An uncertain and unpredictable macro-economic environment, with unprecedentedly low interest rates, will continue to create challenges for investors, according to Australian Unity Investments’ joint venture asset managers. Overall, the asset managers agreed that investors need to lower their expectations of returns for the foreseeable future. Prasad Patkar, head of qualitative investment at Platypus Asset Management, said the low growth environment is set to persist for some time and investors should be prepared for low interest rates and limited earnings growth for the medium term. "We believe that further reform and fiscal support from governments is unlikely, and there will be greater reliance on central banks to sustain economies. The only exception here is possibly Japan. "While the US remains relatively resilient, we would continue to avoid UK and European exposure, and we also believe that Chinese growth momentum has peaked post stimulus."
"All these factors mean that a bottom-up focus, and finding structural growth stocks, will be vital for investment outperformance," Mr. Patkar said.
Chad Padowitz, chief investment officer at Wingate Asset Management, agreed that stock selection would be key for investors.
"The current high asset prices are a function of strong historic returns, but we expect returns to decline from here, with weak future returns from current valuations.
"The challenge for investors is how to find opportunities that will continue to deliver.
"In our view, we are seeing the largest bifurcation in decades within equity markets. This provides a once-in-a-generation opportunity for investors – as well as a once-in-a-generation risk.
"In aggregate, there are significant outflows in equities, yet the market is at an all-time high.
"It seems that expensive sectors are being funded by selling cheap sectors, so investors that do their research and identify the right stocks, can currently buy good companies at very low prices," Mr. Padowitz said.
Bill Bovingdon, chief investment officer at Altius Asset Management, said that lower returns are a global phenomenon and a result of excess global savings which are driving yields lower on all assets.

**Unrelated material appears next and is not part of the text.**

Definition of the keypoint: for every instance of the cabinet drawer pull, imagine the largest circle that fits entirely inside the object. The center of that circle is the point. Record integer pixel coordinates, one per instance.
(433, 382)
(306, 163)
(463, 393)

"There has been substantial crowding out of private investors through reserve accumulation and asset purchase programs.
"While recent trends in monetary policy have been good for some, it hasn’t worked for a large part of the population.
"Measures of US incomes show that there is a growing gap between the "haves" and the "have-nots." The middle class is being left behind, a phenomenon apparent in many developed economies. The most obvious outcome of this is job insecurity, a muted response in consumption and the growth of populism, which we have seen in Britain and the US most recently.
"While some of the signs are good – for instance, unemployment has been this low only four times in the last 50 years – there are headwinds that are preventing a positive impact being felt.
"The Reserve Bank of Australia has now significantly lowered inflation forecasts and subsequently cash rates in the hope of boosting private business investment and supporting economic growth, but this continues to drive investors to search for yield outside the traditional income options," Mr. Bovingdon said.
Mark Pratt, general manager – Australian Unity Real Estate Investments, agreed the hunt for yield is set to continue for the foreseeable future.
"We continue to see high levels of offshore investment in Australian property, including in the industrial, retail and commercial sectors.
"As one of the few countries with positive interest rates, we expect this "flight to safety" trend to continue, even with the forecast that the RBA will cut rates further this year.
"Both yield and distribution returns for property have remained strong for the last decade, and the healthcare property sector, in particular, has seen significant uplifts in capital growth.
"We believe that there is still room for cap rates to compress and as such, property will remain an attractive asset class for investors," Mr. Pratt said.